O Sesc São Paulo aproveitou o aniversário de 37 anos do disco Clube da Esquina para fazer uma merecida homenagem aos artistas que ajudaram a redefinir os rumos da MPB. De 19 de março a 19 de abril, a unidade Pinheiros realizou o projeto Clube da Esquina – Nas Minas da Música, com debates, exibição de filmes, oficinas, atividades para crianças, além, claro, de shows com os principais ícones da turma que colocou Minas Gerais no mapa da música mundial. “Quisemos fazer uma programação bem completa”, explica Débora Rodrigues Teixeira, do núcleo de apresentações artísticas da unidade. “Nossa ideia não é falar apenas do movimento em si, mas também sobre tudo que há ao redor disso.” Um exemplo disso é a exibição do filme Jules e Jim (1962), do cineasta francês François Truffaut, que influenciou as primeiras parcerias entre Márcio Borges e Milton Nascimento. “A exibição do filme foi ideia do próprio Márcio, que colaborou com o projeto junto com o pessoal do Museu Clube da Esquina, situado em Minas”, informa Débora. Durante o evento, o segundo andar do Sesc Pinheiros abrigou uma exposição de fotos, capas de discos, instrumentos musicais, documentos, manuscritos e outros objetos dos artistas que participaram do Clube.

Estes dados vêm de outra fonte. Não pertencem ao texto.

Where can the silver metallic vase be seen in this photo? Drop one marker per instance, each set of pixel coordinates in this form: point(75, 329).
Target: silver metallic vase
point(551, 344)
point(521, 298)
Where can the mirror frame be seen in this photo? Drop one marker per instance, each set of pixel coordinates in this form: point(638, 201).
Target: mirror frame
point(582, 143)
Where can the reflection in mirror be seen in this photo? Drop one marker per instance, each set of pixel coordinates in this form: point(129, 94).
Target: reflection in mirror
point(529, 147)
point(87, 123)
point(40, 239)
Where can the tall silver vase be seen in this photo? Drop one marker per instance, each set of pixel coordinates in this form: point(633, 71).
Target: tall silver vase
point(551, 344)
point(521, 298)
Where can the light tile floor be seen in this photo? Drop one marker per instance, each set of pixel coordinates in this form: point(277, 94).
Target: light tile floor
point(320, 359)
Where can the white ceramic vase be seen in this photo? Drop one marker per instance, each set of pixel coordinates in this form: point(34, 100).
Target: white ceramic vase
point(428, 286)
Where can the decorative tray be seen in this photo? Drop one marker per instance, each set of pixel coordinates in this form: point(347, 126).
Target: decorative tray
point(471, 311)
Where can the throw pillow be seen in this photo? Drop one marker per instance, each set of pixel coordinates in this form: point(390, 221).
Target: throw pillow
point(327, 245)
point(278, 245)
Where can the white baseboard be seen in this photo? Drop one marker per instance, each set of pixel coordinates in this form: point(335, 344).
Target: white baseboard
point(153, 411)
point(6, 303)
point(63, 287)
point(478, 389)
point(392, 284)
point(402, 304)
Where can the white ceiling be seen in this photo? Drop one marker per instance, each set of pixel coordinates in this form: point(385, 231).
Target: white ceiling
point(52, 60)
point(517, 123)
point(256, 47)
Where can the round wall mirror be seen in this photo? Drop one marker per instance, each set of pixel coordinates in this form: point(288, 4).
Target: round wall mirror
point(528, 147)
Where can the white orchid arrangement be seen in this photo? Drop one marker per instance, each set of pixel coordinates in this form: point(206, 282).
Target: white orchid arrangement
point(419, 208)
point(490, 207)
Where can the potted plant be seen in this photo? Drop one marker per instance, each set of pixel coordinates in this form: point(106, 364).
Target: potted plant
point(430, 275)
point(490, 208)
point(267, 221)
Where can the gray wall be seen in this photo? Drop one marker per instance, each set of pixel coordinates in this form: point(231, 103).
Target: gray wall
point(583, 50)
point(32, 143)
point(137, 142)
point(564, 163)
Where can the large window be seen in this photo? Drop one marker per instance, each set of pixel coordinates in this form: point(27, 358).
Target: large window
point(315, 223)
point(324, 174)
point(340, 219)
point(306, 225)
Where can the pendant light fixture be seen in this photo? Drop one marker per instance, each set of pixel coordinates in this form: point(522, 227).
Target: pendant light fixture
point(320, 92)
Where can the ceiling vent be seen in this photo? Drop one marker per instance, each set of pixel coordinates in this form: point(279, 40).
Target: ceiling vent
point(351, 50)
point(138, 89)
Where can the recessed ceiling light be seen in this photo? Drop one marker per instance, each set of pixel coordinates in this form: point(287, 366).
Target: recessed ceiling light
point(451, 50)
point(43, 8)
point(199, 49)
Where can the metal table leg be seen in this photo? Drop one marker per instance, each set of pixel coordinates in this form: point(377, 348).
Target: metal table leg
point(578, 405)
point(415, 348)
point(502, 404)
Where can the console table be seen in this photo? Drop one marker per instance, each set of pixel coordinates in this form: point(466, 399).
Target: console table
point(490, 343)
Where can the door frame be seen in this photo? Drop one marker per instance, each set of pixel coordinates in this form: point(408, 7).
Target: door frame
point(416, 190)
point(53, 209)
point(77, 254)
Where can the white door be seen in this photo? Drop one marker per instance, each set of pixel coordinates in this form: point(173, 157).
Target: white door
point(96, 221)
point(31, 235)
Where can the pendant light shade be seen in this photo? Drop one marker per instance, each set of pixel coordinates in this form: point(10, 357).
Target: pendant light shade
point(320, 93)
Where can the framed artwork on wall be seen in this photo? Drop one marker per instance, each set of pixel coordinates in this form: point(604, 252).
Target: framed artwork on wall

A programação de shows reuniu os principais ícones do Clube da Esquina em parcerias com outros músicos mineiros: Flávio Venturini subiu ao palco com o pianista André Mehmari, Beto Guedes se apresentou com Telo Borges, Túlio Mourão e Nonato Luiz também dividiram o microfone, assim como Celso Moreira e Chico Amaral. Um dos grandes destaques, no entanto, foi a parceria no palco entre Lô Borges e Milton Nascimento, para recriar, ao vivo, as músicas de Clube da Esquina. “Foi uma celebração”, conta Débora. “Todos os músicos ficaram emocionados e agradecidos.”